Un autre silence se fit dans le bureau et Lily fut la première à répondre.
« Vous avez ma parole, Professeur. Eléa est ma meilleure amie, je tiens à elle et à la cause que nous défendons. »
« Vous avez également ma parole, » répondit à son tour James et Lily lui prit une de ses mains qu'elle serra fort dans la sienne.
Trois pairs d'yeux se dirigèrent vers Sirius qui semblait considérer sérieusement la question, bien que James et Lily connaissaient déjà sa réponse.
« Vous avez ma parole. J'aime Eléa, je ferai tout pour elle, vous le savez tous. »
Dumbledore acquiesça avec un large sourire, des yeux pétillants, et une sérénité quelque peu retrouvée alors qu'on pouvait clairement lire le soulagement dans ses yeux clairs.
« J'ai confiance en vous mes enfants, j'ai confiance en nous et en notre organisation, nous y arriverons, » dit-il enfin avant de servir un thé qui avait eu amplement le temps d'infuser.
Hermione observait le Professeur Snape du coin de l'œil pendant qu'elle essayait de se remémorer le dernier chapitre de son manuel de Potions qu'elle avait feuilleté rapidement avant de se rendre à son heure de retenue. Elle confondait certains ingrédients, elle confondait en fait deux chapitres et ça l'énervait au plus haut point. Elle n'avait aucune envie de lui rendre une copie fausse, alors elle se concentra du mieux qu'elle le put pour visualiser à nouveau la page du manuel. Elle avait une mémoire photographique et elle pouvait d'ores et déjà voir les dessins, sur la page centrale, prendre vie dans son esprit. Snape était assis à son bureau et pour une fois, il ne semblait pas corriger des copies. Elle ignorait ce qu'il était en train de faire mais il le faisait avec une concentration certaine et elle le vit à plusieurs reprises poser sa plume pour réfléchir plus posément. Il se leva finalement en roulant un morceau de parchemin et elle le vit le nouer à la patte de son hibou qu'il envoya avec des instructions qu'elle n'entendit pas.

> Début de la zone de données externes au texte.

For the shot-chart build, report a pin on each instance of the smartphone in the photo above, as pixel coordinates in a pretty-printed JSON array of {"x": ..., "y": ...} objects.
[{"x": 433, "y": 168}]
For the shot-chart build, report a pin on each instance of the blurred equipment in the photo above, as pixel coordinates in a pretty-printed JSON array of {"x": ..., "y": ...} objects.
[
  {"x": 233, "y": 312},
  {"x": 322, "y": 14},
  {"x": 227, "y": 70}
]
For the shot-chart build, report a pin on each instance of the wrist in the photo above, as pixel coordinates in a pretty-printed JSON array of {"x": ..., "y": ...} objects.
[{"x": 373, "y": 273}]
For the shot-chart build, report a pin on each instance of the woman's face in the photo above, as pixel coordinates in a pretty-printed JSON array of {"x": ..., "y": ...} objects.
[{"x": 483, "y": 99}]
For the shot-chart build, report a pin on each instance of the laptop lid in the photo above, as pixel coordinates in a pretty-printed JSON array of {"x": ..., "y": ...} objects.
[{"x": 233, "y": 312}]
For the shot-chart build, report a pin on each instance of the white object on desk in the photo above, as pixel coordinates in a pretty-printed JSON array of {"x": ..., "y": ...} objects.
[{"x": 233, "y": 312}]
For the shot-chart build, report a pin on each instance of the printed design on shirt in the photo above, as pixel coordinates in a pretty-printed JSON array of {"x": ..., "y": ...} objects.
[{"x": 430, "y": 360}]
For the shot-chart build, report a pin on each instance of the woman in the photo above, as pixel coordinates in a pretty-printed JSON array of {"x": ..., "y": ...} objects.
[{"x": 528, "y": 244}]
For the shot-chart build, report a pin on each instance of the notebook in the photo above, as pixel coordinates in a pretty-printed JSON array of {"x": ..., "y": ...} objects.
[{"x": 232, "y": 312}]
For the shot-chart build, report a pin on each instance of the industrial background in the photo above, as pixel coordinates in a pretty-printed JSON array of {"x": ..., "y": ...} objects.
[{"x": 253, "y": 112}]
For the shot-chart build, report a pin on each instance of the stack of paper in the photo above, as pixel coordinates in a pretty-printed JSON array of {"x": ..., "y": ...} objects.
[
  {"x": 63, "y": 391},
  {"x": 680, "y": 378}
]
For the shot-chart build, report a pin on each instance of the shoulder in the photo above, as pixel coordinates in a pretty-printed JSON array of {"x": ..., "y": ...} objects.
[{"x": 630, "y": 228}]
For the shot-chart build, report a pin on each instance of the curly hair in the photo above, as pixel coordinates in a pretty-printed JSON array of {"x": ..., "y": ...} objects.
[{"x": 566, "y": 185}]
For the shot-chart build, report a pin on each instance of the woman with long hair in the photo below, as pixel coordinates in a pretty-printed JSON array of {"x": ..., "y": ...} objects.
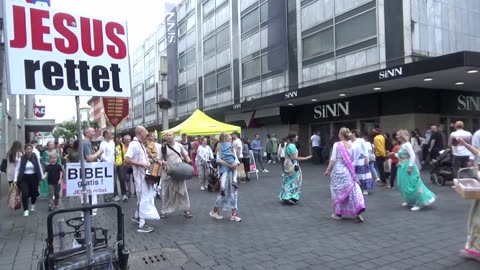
[
  {"x": 28, "y": 175},
  {"x": 292, "y": 176},
  {"x": 410, "y": 185},
  {"x": 361, "y": 162},
  {"x": 45, "y": 160},
  {"x": 13, "y": 157},
  {"x": 347, "y": 195},
  {"x": 227, "y": 198}
]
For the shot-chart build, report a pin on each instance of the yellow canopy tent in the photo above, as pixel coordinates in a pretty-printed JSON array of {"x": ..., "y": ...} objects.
[{"x": 200, "y": 124}]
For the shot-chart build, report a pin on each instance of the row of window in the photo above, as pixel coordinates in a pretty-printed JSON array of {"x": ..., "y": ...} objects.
[
  {"x": 216, "y": 81},
  {"x": 186, "y": 93},
  {"x": 217, "y": 40},
  {"x": 340, "y": 37}
]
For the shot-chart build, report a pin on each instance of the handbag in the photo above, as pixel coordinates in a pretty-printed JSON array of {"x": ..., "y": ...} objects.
[
  {"x": 241, "y": 171},
  {"x": 15, "y": 198},
  {"x": 3, "y": 166}
]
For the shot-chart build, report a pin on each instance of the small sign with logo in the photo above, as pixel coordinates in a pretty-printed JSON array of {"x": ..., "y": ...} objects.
[
  {"x": 39, "y": 111},
  {"x": 116, "y": 109}
]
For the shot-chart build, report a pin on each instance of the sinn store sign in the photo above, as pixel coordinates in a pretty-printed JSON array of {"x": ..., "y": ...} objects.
[
  {"x": 331, "y": 110},
  {"x": 468, "y": 103},
  {"x": 390, "y": 73}
]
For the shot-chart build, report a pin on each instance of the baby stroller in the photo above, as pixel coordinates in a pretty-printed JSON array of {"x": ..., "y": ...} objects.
[
  {"x": 213, "y": 178},
  {"x": 105, "y": 255},
  {"x": 442, "y": 170}
]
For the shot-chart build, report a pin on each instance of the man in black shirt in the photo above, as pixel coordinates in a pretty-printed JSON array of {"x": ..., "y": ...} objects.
[{"x": 436, "y": 143}]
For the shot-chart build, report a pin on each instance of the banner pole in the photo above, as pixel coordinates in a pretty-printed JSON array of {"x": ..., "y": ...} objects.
[{"x": 86, "y": 213}]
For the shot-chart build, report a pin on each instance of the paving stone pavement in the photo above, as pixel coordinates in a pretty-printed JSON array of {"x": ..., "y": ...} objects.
[{"x": 277, "y": 236}]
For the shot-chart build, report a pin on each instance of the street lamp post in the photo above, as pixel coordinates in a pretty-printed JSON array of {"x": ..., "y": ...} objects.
[{"x": 163, "y": 102}]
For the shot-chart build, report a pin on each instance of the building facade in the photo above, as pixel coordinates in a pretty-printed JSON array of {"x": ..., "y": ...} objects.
[{"x": 272, "y": 66}]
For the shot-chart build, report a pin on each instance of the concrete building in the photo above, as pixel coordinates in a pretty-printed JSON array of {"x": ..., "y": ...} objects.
[{"x": 273, "y": 66}]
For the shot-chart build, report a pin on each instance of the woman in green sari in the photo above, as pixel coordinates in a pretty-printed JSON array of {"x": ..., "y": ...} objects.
[
  {"x": 472, "y": 247},
  {"x": 410, "y": 185},
  {"x": 292, "y": 177},
  {"x": 45, "y": 160}
]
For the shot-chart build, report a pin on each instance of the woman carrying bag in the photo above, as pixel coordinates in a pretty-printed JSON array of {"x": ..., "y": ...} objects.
[{"x": 28, "y": 175}]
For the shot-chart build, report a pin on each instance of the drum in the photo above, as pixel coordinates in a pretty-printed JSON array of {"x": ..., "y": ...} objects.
[{"x": 180, "y": 171}]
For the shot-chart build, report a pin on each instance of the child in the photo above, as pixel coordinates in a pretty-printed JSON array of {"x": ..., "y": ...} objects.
[
  {"x": 393, "y": 172},
  {"x": 227, "y": 154},
  {"x": 54, "y": 173}
]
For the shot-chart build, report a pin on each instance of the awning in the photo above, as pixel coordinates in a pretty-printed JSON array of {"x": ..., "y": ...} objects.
[
  {"x": 199, "y": 124},
  {"x": 41, "y": 125}
]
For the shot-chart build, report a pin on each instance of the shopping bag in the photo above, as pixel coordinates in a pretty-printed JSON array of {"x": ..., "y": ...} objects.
[
  {"x": 241, "y": 171},
  {"x": 14, "y": 198}
]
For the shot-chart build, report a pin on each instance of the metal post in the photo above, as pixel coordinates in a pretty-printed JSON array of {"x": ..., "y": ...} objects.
[
  {"x": 164, "y": 111},
  {"x": 86, "y": 214}
]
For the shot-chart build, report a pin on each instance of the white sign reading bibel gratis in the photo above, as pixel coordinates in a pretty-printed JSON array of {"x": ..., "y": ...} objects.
[
  {"x": 53, "y": 52},
  {"x": 98, "y": 177}
]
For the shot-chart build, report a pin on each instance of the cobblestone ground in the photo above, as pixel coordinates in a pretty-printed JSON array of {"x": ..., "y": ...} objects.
[{"x": 273, "y": 235}]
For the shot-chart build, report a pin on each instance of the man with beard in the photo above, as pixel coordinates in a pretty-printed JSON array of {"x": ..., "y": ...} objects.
[
  {"x": 174, "y": 193},
  {"x": 137, "y": 156}
]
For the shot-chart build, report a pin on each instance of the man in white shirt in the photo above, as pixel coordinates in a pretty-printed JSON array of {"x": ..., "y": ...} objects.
[
  {"x": 476, "y": 144},
  {"x": 137, "y": 157},
  {"x": 462, "y": 157},
  {"x": 108, "y": 155},
  {"x": 315, "y": 143}
]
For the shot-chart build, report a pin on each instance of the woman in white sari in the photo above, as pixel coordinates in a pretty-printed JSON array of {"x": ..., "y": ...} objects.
[{"x": 472, "y": 247}]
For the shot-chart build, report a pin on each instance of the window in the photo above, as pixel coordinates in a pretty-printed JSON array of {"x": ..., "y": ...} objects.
[
  {"x": 209, "y": 45},
  {"x": 223, "y": 78},
  {"x": 192, "y": 91},
  {"x": 318, "y": 43},
  {"x": 250, "y": 20},
  {"x": 251, "y": 69},
  {"x": 222, "y": 36},
  {"x": 190, "y": 57},
  {"x": 356, "y": 29},
  {"x": 208, "y": 7},
  {"x": 210, "y": 83},
  {"x": 264, "y": 12}
]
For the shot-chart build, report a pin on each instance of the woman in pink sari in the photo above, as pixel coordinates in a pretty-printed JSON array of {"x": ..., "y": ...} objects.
[{"x": 347, "y": 195}]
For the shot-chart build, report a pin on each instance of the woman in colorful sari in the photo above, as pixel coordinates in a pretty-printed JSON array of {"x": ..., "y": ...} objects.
[
  {"x": 409, "y": 183},
  {"x": 292, "y": 176},
  {"x": 472, "y": 247},
  {"x": 361, "y": 162},
  {"x": 347, "y": 195}
]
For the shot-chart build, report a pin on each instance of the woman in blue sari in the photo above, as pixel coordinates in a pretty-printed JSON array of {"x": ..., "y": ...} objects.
[
  {"x": 347, "y": 195},
  {"x": 292, "y": 176},
  {"x": 410, "y": 185}
]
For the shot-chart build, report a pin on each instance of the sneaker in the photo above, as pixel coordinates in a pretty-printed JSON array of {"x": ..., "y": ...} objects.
[
  {"x": 336, "y": 217},
  {"x": 415, "y": 208},
  {"x": 136, "y": 220},
  {"x": 145, "y": 229},
  {"x": 235, "y": 218},
  {"x": 215, "y": 215}
]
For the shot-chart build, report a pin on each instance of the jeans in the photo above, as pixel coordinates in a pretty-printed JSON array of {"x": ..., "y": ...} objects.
[
  {"x": 380, "y": 160},
  {"x": 373, "y": 170},
  {"x": 258, "y": 160},
  {"x": 459, "y": 162},
  {"x": 122, "y": 178}
]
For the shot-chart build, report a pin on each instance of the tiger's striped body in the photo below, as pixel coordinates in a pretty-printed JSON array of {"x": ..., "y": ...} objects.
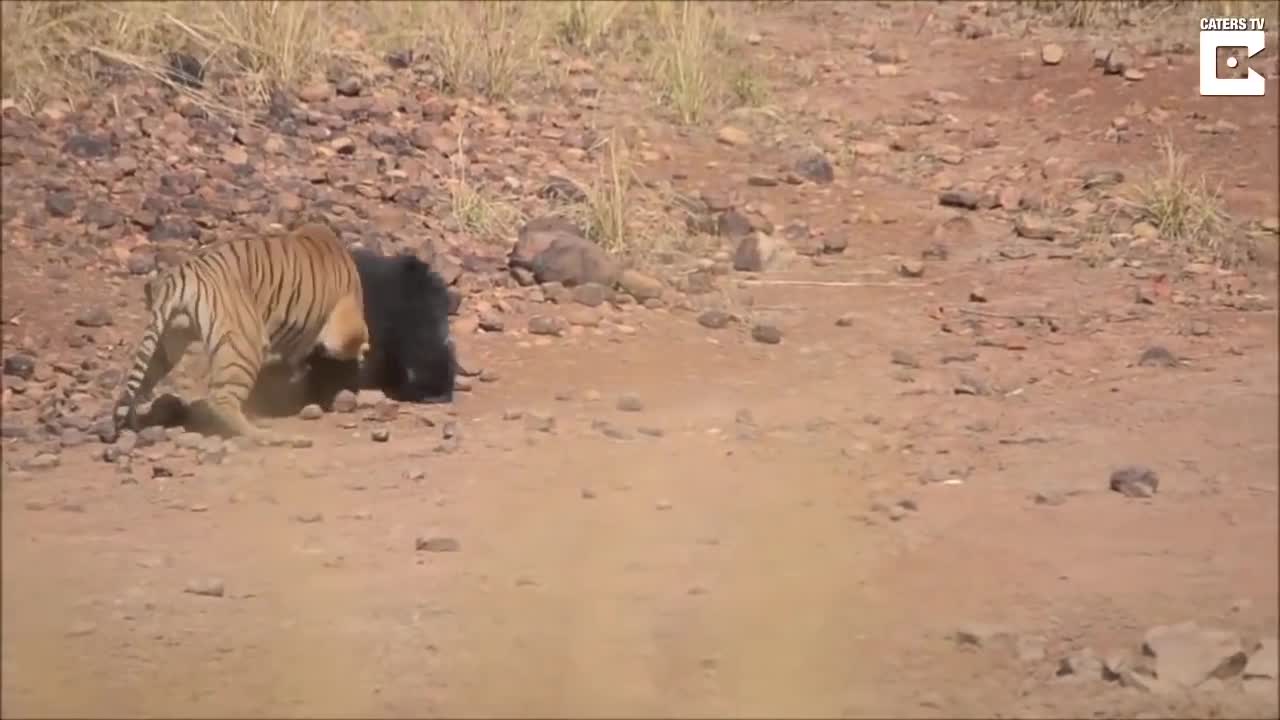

Elle relut son devoir deux fois et soupira avant de se lever et se diriger lentement vers le bureau de Snape.
« J'ai fini Professeur, » dit-elle en lui tendant son morceau de parchemin.
Il l'invita à s'asseoir et prit sa copie qu'il parcourut durant quelques minutes qui lui parurent une éternité alors qu'elle tordait nerveusement ses doigts.
« C'est juste, » déclara-t-il enfin et elle poussa un soupir de soulagement. « Félicitations, ce n'était pas évident, c'est une Potion qui aurait facilement pu se confondre avec celle d'Elmath. »
« Oui, j'ai eu peur de me tromper en fait, mais je me rappelais très bien que celle-ci était jaune, contrairement à celle d'Elmath, légèrement bleutée… » avoua Hermione avec un petit sourire.
« Et pourquoi est-elle bleutée justement ? »
« A cause du méthylène il me semble… »
« C'est exact, » acquiesça Snape plutôt fier de son élève, même s'il ne le montra pas.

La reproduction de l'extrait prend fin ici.